# StackAI Vector Database Exploration

Interactive notebook for testing the StackAI vector database API.

**Setup (Local Development):**
1. Start the server: `make start`
2. Seed test data: `python scripts/seed_data.py --library all`
3. Run the cells below

**Setup (Docker):**
1. Start the container: `docker compose up --build`
2. Seed test data: `docker compose exec api python scripts/seed_data.py --library all`
3. Run the cells below

The API is available at `http://localhost:8000` in both cases.

In [None]:
import sys
sys.path.insert(0, "..")

from client import StackAIClient

# Create client instance
client = StackAIClient()

# Convenience aliases for common operations
search = client.print_search
list_libraries = client.print_libraries
list_documents = client.print_documents
list_chunks = client.print_chunks
health_check = client.print_health

print("Client loaded.
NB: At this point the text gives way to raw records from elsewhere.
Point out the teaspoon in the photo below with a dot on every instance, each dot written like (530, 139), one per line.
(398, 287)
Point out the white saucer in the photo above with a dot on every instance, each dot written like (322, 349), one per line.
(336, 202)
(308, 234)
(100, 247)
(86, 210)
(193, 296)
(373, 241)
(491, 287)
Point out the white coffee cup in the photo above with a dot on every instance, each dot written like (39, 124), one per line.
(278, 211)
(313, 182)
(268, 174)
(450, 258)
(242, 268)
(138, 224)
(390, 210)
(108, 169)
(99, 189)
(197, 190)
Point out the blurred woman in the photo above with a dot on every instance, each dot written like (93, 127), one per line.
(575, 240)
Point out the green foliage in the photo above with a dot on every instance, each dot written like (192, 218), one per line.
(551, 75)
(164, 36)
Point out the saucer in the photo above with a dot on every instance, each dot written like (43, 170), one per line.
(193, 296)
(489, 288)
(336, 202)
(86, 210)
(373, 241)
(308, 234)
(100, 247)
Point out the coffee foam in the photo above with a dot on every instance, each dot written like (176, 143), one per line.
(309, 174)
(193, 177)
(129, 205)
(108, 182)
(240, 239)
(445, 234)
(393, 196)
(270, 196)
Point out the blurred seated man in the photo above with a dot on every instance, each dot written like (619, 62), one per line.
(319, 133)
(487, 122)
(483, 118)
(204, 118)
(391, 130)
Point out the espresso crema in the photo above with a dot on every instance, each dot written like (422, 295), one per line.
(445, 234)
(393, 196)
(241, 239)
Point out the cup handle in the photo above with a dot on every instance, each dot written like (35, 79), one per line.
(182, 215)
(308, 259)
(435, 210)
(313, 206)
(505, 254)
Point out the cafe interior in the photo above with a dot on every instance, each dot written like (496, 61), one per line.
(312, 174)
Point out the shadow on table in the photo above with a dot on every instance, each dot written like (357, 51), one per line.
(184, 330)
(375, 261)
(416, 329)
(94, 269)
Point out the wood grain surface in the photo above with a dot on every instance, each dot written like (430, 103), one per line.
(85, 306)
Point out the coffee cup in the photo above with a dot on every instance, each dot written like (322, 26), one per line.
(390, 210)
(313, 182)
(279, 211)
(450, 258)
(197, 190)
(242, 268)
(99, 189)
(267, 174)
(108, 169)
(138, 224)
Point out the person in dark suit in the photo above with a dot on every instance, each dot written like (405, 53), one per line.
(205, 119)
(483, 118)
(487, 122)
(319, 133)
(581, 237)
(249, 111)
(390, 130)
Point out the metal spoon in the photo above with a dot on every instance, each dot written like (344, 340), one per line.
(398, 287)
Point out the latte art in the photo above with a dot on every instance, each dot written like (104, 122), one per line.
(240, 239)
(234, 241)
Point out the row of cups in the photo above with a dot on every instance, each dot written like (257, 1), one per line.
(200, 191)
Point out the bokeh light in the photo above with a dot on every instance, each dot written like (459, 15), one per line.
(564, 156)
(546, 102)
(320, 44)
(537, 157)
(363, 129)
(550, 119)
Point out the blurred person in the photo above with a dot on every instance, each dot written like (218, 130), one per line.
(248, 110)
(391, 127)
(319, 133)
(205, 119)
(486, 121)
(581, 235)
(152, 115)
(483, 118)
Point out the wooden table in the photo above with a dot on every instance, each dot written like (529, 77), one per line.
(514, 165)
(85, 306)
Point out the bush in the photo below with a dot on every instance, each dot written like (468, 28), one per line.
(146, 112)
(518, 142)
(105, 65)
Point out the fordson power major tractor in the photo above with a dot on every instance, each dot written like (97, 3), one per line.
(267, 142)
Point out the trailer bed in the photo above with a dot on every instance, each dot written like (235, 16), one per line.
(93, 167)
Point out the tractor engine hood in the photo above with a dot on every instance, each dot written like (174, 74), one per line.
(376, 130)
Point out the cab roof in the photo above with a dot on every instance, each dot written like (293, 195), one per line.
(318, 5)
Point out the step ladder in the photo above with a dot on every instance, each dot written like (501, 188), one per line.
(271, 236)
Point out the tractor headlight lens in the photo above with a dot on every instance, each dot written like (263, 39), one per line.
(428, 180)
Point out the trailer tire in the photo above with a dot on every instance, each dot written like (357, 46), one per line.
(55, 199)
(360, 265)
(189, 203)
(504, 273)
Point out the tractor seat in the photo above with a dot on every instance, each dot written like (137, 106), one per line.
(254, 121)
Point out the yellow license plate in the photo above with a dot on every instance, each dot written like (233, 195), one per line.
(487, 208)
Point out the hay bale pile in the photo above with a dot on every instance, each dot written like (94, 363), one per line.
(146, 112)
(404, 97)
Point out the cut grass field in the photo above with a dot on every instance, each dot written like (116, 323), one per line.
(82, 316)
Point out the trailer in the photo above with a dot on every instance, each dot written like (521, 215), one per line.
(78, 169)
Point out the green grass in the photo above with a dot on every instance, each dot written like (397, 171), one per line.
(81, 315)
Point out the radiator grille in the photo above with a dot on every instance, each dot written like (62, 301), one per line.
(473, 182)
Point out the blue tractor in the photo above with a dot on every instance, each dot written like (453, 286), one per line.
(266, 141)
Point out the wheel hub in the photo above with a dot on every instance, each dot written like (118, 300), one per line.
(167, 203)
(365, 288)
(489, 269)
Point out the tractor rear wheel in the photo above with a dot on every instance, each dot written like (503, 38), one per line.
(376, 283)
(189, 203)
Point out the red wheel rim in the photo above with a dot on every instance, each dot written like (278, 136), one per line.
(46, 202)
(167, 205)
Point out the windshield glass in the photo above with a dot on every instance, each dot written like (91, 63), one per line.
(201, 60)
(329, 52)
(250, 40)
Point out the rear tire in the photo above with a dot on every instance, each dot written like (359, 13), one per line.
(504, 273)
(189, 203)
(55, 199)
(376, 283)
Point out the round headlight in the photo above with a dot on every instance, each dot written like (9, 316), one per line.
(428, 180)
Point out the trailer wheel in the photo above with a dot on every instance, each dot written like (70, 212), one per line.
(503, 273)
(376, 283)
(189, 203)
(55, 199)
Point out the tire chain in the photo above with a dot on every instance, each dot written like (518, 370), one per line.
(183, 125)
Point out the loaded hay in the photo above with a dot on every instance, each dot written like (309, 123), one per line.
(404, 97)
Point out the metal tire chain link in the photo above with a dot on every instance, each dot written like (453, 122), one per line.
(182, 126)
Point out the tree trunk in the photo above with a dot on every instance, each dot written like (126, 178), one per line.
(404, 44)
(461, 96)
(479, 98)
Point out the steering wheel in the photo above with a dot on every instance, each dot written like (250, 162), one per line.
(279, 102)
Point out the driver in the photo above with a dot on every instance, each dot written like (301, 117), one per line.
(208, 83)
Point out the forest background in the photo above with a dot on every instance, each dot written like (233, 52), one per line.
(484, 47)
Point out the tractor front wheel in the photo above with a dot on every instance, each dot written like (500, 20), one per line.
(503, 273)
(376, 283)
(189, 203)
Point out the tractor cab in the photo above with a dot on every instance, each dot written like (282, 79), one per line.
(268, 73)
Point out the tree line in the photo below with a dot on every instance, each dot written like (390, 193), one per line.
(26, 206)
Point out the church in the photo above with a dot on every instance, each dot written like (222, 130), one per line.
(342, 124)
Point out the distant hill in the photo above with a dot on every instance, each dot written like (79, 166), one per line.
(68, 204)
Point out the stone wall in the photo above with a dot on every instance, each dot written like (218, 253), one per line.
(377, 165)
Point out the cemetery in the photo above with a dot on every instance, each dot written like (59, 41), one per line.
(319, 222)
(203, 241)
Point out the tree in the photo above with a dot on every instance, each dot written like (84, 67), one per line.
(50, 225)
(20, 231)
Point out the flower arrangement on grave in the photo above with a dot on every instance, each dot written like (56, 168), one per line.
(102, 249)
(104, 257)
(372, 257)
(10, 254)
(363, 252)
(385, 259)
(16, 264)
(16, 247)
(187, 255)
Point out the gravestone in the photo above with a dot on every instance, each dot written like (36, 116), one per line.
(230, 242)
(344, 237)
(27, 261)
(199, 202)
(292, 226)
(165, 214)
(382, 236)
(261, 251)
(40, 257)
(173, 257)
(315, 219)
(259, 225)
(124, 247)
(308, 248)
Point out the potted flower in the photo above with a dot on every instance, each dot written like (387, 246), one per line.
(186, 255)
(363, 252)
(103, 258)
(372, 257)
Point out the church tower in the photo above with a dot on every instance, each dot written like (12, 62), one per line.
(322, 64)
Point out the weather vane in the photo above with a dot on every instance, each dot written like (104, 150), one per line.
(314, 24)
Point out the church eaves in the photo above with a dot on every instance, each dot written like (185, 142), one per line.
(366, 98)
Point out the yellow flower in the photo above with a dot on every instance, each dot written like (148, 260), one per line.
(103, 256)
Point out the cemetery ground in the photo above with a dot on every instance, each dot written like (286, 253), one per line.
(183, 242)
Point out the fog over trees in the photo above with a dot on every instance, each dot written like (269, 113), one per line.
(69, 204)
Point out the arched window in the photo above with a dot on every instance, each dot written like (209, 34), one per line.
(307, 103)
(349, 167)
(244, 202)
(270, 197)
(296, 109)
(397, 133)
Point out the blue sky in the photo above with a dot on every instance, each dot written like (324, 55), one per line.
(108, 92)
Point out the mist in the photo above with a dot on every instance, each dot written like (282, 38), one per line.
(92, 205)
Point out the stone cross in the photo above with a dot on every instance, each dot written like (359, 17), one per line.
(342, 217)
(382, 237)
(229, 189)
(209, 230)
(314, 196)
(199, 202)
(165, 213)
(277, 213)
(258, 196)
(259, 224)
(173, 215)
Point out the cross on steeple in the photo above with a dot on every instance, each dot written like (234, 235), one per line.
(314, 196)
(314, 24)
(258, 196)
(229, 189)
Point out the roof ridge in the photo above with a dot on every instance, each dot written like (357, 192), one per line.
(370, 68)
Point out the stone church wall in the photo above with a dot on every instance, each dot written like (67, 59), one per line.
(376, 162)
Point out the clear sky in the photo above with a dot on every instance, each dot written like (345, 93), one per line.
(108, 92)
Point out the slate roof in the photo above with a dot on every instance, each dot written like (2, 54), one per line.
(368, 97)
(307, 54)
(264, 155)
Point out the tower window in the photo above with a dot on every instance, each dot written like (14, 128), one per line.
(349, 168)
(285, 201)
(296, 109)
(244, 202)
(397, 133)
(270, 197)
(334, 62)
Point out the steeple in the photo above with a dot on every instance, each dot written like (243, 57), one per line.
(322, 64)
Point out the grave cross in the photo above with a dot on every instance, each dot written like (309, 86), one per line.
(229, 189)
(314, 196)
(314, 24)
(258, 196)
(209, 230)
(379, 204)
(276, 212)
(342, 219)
Available functions: search(), list_libraries(), list_documents(), list_chunks(), health_check()")
print("Direct API access via: client.create_library(), client.search(), etc.")

## Quick Start

In [2]:
health_check()

Server is running


In [3]:
list_libraries()

Libraries (3):
  - recipes_lib: Recipe Collection
  - support_lib: Support Knowledge Base
  - products_lib: Product Manuals


## Search

Available libraries (after seeding):
- `recipes_lib` - Cooking recipes
- `support_lib` - Support knowledge base
- `products_lib` - Product manuals

In [None]:
search("How do I make a creamy pasta sauce?", library_id="recipes_lib")

In [None]:
search("How do I reset my password?", library_id="support_lib")

In [None]:
search("bluetooth pairing", library_id="products_lib", k=5)

In [None]:
# Try your own query
search("chicken curry recipe", library_id="recipes_lib", k=5)

## Browse Data

In [8]:
list_documents("recipes_lib")

Documents in recipes_lib (5):
  - recipes_spaghetti_carbonara: Spaghetti Carbonara
  - recipes_thai_green_curry: Thai Green Curry
  - recipes_chocolate_chip_cookies: Chocolate Chip Cookies
  - recipes_chicken_tikka_masala: Chicken Tikka Masala
  - recipes_french_onion_soup: French Onion Soup


In [9]:
list_chunks("recipes_spaghetti_carbonara")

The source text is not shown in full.